It's possible some of the following is specific to my environment... but having read a ton of threads to solve my issues, I suspect these are more general insights gained.
- NFS has had serious reliability problems when it comes to rebuilding broken links... until version 4.1 Before that version, if something (eg a crash or VM host reboot) interrupts a session, you get to carefully reboot everything. I've had much better reliability now that I specify 4.1 on both sides of the links.
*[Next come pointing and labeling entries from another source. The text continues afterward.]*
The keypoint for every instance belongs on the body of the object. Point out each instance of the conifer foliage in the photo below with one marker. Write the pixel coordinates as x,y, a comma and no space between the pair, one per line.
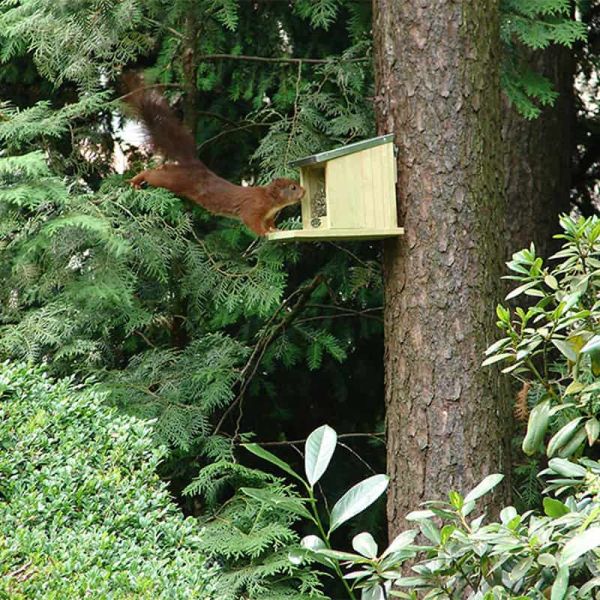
184,317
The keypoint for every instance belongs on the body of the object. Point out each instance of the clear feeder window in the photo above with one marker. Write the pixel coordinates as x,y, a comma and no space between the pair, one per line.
318,201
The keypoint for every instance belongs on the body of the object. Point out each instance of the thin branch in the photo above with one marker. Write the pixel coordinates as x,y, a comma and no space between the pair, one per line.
163,26
148,87
232,130
281,59
251,366
374,435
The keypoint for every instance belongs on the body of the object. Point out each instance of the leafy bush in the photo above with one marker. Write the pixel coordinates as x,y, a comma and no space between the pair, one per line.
522,557
82,511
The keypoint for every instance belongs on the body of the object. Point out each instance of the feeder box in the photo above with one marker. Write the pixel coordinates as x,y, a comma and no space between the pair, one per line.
350,193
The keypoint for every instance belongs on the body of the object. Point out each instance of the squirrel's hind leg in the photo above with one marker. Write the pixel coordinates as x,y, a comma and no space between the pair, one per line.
139,181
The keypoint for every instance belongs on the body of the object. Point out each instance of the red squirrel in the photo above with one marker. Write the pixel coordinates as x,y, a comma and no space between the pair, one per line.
189,177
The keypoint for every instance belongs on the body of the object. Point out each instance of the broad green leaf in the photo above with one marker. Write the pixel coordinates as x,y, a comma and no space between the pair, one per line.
592,428
339,555
555,508
574,388
561,583
418,515
496,346
319,449
566,349
566,468
490,482
536,427
400,542
522,288
430,531
357,498
290,504
588,587
508,514
364,544
496,358
579,545
374,592
592,345
270,457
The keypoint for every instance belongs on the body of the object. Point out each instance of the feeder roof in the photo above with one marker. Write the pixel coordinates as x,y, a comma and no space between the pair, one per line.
342,151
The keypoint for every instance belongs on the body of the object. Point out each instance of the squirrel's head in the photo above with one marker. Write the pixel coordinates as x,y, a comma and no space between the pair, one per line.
285,191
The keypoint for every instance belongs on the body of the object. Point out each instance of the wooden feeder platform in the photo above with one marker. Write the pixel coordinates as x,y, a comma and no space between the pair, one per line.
350,193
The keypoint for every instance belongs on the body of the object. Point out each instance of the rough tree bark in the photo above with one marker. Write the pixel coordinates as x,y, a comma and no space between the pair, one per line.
438,90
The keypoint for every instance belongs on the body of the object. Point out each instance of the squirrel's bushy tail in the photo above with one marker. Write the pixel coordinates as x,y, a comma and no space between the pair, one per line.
166,133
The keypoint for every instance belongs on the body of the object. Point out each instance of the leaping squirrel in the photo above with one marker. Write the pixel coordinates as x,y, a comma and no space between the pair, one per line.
189,177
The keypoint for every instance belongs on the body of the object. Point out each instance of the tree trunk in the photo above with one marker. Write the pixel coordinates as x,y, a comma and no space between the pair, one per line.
538,156
438,90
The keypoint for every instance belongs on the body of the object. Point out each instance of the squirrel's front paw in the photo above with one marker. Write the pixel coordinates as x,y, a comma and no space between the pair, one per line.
138,184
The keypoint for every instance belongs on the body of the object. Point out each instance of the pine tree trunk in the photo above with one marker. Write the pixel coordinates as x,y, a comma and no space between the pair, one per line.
538,156
438,90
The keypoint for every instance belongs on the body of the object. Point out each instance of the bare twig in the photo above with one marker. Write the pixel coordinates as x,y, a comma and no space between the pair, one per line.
374,435
280,59
251,366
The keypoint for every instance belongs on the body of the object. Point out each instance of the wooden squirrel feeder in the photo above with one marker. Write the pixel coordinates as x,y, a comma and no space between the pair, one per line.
350,193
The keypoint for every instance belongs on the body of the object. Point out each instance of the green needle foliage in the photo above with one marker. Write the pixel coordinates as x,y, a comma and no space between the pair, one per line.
185,317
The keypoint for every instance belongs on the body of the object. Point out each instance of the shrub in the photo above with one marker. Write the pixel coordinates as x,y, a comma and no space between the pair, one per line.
82,511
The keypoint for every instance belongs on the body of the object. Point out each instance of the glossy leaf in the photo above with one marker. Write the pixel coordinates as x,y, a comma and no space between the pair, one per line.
561,584
580,544
319,449
270,457
364,544
357,498
490,482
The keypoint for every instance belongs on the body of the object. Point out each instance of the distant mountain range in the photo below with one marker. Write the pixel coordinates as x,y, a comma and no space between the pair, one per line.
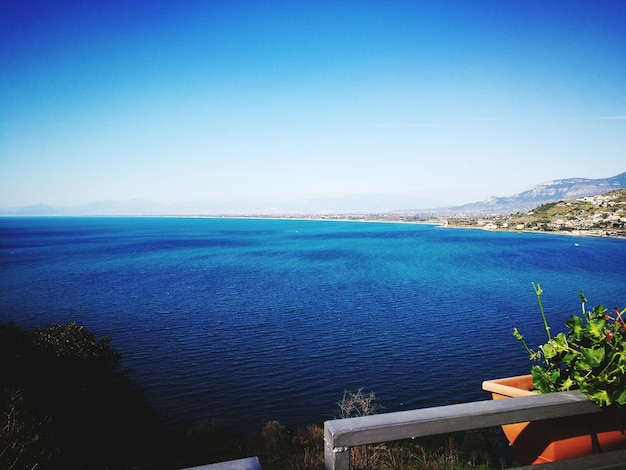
551,191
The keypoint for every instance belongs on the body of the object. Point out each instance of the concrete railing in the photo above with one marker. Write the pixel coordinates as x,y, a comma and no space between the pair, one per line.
342,434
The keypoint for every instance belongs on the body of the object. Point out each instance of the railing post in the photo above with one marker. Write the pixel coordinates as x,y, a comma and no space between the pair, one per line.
335,458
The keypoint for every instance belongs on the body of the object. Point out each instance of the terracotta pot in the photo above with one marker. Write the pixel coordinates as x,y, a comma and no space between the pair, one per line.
555,439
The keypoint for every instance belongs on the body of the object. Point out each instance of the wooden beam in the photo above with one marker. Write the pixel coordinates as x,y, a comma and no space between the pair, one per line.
344,433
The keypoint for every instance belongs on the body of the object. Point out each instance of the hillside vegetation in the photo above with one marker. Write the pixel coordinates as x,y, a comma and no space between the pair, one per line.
603,215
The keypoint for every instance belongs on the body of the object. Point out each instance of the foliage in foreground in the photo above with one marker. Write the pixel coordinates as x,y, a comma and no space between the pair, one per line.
66,403
590,356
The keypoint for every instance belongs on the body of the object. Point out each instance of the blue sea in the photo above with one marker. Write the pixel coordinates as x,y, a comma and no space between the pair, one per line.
242,321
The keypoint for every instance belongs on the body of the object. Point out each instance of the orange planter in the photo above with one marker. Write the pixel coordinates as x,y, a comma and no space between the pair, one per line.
555,439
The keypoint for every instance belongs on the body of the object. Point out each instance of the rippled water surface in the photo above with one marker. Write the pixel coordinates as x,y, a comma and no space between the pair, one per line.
247,320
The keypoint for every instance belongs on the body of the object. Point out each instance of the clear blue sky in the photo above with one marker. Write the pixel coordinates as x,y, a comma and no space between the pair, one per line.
170,101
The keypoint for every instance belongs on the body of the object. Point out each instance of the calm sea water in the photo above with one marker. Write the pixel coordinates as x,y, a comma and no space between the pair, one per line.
244,320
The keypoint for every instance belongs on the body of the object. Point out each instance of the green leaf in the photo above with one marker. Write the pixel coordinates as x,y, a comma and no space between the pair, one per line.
601,397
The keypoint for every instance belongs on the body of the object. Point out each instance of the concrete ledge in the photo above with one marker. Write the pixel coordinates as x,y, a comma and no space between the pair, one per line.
251,463
612,460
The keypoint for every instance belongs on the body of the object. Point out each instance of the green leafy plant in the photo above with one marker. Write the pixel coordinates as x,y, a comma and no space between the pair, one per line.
590,356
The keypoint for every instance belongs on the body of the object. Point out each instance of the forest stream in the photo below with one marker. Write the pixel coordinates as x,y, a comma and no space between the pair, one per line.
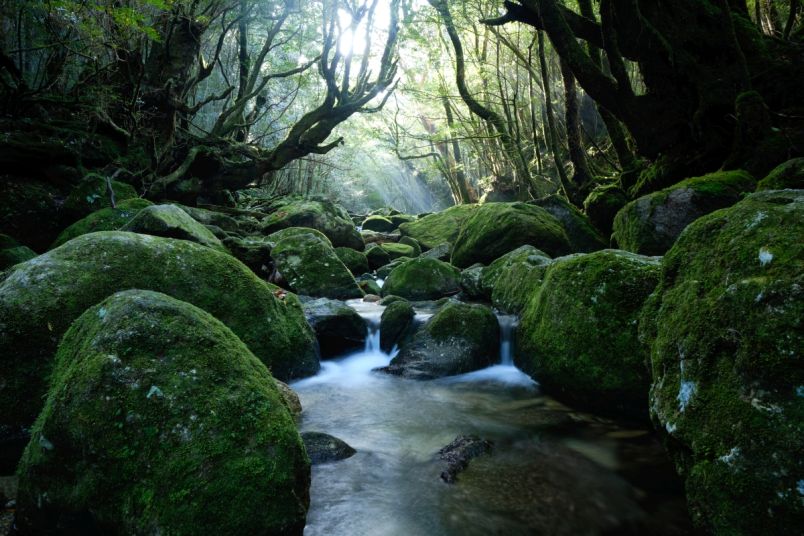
552,470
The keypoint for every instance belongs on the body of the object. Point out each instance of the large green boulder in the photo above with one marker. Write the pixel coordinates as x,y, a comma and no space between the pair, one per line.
355,260
459,338
39,300
649,225
105,219
602,205
578,336
422,279
789,174
310,266
583,236
726,347
435,229
325,216
494,229
170,221
159,420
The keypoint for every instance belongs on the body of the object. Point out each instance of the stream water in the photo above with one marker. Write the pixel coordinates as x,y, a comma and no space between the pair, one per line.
552,470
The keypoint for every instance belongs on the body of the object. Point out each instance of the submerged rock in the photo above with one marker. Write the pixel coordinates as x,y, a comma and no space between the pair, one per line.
161,421
494,229
458,338
324,448
422,279
170,221
459,453
310,266
649,225
578,335
726,344
39,300
337,326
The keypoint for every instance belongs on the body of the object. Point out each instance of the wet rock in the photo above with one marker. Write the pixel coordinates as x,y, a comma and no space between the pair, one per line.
494,229
137,433
337,326
459,453
324,448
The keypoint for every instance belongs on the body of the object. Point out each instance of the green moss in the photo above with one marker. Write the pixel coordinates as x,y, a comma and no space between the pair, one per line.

- Not sure why but I initially had link-saturating performance with NFS for a while... then with no config change it suddenly dropped to piss-poor (~~ 1MB a sec instead of over 100!)... until I set explicit options designed for good performance. I now have the following options line in the nfs: sections of /etc/pve/storage.cfg --
options vers=4.1,nconnect=4,async,rsize=131072,wsize=131072 - A very handy performance test (and you can swap if/of as needed):
dd if=/dev/zero of=/mnt/pve/<<name of your nfs share>>/test.img bs=1M count=1000
- Think carefully about performance and reliability before moving VM images to shared storage. I felt pretty dumb after moving my router/firewall VM's to NFS. Even with static IP's everywhere, the network completely broke when I did that, and it was quite a hassle to recover. I also have a few large VM's... that slow down wayyy too much when the image is on the network. Not running Mellanox Infiniband here LOL.